# taz.de -- Hohe Nachfrage nach Studienplätzen: Realität gefährdet Sparpläne
       
       > Die Unis im Westen sind überlaufen, die im Osten gelten als Geheimtipp.
       > Die ostdeutschen Hochschulen jubeln - und sollen Stellen streichen.
       
 (IMG) Bild: Volle Hütte: Vorlesungssaal an der Uni Leipzig.
       
       DRESDEN taz | Ein bisschen ist es wie in der DDR. Wenn der Plan und die
       Wirklichkeit nicht übereinstimmen, ist nicht der Plan falsch, sondern die
       Wirklichkeit.
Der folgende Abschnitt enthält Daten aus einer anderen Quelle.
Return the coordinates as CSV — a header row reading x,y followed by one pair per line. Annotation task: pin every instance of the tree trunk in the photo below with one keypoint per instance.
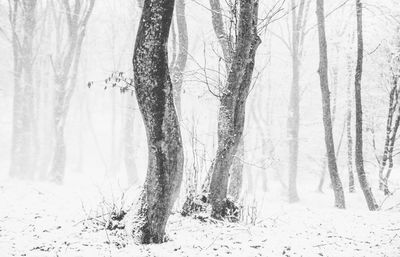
x,y
130,164
232,104
181,59
362,177
236,173
326,108
66,73
348,132
299,15
22,163
154,92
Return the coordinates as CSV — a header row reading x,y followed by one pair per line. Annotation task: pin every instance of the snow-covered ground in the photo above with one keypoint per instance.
x,y
41,219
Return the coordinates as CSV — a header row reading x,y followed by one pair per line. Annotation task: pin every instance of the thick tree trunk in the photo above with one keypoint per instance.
x,y
362,177
326,108
130,164
154,92
232,104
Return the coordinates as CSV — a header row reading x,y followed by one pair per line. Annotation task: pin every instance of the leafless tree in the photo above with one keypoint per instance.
x,y
362,177
240,65
326,108
23,20
65,62
154,92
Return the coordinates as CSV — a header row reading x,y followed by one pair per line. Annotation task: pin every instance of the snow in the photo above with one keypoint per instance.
x,y
42,219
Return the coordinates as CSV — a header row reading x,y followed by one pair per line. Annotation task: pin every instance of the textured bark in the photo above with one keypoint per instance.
x,y
154,92
224,39
326,108
65,68
232,104
23,22
129,145
236,173
348,131
362,177
181,58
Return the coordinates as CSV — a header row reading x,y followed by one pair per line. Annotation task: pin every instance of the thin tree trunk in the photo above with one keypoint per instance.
x,y
181,59
362,177
236,173
154,92
348,132
299,17
326,108
66,73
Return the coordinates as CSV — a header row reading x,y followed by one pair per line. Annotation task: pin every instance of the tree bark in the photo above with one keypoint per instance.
x,y
348,132
181,59
326,108
299,17
130,164
232,104
154,92
236,173
362,177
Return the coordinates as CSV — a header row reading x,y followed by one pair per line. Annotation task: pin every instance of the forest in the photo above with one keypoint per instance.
x,y
199,128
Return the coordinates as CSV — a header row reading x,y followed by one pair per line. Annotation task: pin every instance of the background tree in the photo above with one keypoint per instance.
x,y
326,108
362,177
299,15
22,16
65,62
154,92
233,97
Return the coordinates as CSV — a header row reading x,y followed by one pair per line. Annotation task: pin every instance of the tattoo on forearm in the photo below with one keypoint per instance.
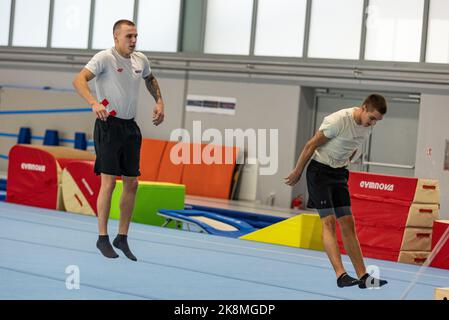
x,y
153,86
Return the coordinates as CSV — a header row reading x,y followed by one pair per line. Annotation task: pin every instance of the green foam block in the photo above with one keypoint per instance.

So haben die ostdeutschen Länder infolge des Geburtenknicks
       mit einem deutlichen Rückgang der Studienanfänger spätestens ab 2010
       gerechnet und entsprechende Pläne zum Abbau von Stellen an den Hochschulen
       erarbeitet.
       
       Stattdessen steigt aktuell die Nachfrage nach Studienplätzen an
       ostdeutschen Hochschulen immer noch leicht an. Die doppelten
       Abiturjahrgänge im Westen weichen verstärkt auf den Osten aus.
       
       Noch vor einem Jahr verkündete etwa Sachsens parteilose
       Wissenschaftsministerin Sabine von Schorlemer vor der Rektorenkonferenz,
       dass man 2011 mit insgesamt 95.000 Studierenden an Sachsens Hochschulen
       rechne. Tatsächlich sind derzeit gut 110.000 eingeschrieben.
       
       Damit erfüllt Sachsen einerseits locker die Bedingungen für den
       Hochschulpakt 2020 mit der Bundesregierung. Der sichert ostdeutschen
       Ländern zusätzliche Bundesmittel zu, wenn sie Studienplätze für den Ansturm
       westdeutscher Studienbewerber vorhalten. Andererseits aber gilt die
       Verpflichtung des laufenden sächsischen Haushaltplanes, ab 2013 jährlich
       100 Stellen im Hochschulbereich abzubauen.
       
       ## Chronisch unterfinanzierte Hochschulen
       
       Kurz vor der im Dezember erwarteten Kabinettsvorlage des
       Hochschulentwicklungsplanes wird dieser Widerspruch in Sachsen erneut
       öffentlich diskutiert. Die Konferenz Sächsischer Studierendenschaften, die
       Opposition und die Bildungsgewerkschaft GEW verlangen die Aussetzung der
       beabsichtigten Kürzungen. Linken-Hochschulpolitiker Professor Gerhard
       Besier verweist auf die ohnehin chronische Unterfinanzierung der hiesigen
       Hochschulen. Mit nur 6.900 Euro je Student liege Sachsen nur auf Platz 12
       im Vergleich der Bundesländer.
       
       Selbst wenn die Studierendenzahlen mittelfristig leicht sinken sollten,
       plädiert der Grünen-Landtagsabgeordnete Karl-Heinz Gerstenberg für eine
       "demografische Rendite", um sich wieder den günstigen Studienbedingungen
       der neunziger Jahre zu nähern.
       
       SPD-Hochschulpolitiker Holger Mann hält es für besonders bedenklich, dass
       der beabsichtigte Stellenabbau in Verbindung mit der schmalen
       Grundfinanzierung der Hochschulen schon jetzt seine Schatten vorauswirft.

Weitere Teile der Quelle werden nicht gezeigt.